CMS cannot yet receive such files but EHRs must send them in order to be certified.

So the one agency (CMS) with the biggest budgets, the most resources, and the best regulatory authority can’t do anything with the data they’re incentivizing the industry to collect through MU dollars. In fact, none of the data that ONC or CMS want us to collect in our physician’s offices and hospitals as part of the MU program can be put to much use by CMS nearly 3 years after the program began. We’ve given out billions of dollars and even more billions plus, perhaps worse, countless manhours of work are being wasted in data collection without tangible results coming from that collection. Sure, we’re paving the way by having more computers and software and systems in place but at what cost and what ultimate value? I’m all for tech and software (MU’s been terrific for us in the IT industry) but the cost in manpower and lost productivity in clinical and admin areas for health systems and practices may be too high.

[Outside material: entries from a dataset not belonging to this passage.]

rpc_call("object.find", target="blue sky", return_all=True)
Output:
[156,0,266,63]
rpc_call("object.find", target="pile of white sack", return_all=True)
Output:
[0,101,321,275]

The intentions were all noble but we took an ossified, low innovation, EHR industry pre-MU and reduced it’s ability and incentives to innovate even more post-MU.

My friend John Lynn and I were talking today about this idea of false demand, MU’s opportunity cost measured in lost innovation, and mostly useless data collection. He reminded me of his recent post The State of the Meaningful Use in which he posed this provocative but useful question to EHR vendors:

If meaningful use were gone (i.e., no more EHR incentive money or penalties requiring meaningful use), which parts of meaningful use would you remove from EHR immediately and which parts would you keep?

In light of both what Dr. Halamka and Mr. Lynn wrote, I think it’s a wonderful question to ask. Whether you’re an EHR vendor or a customer, it’s worth pondering because the answers might be helpful to the new ONC Chief and others charged with promoting EHR sales and use.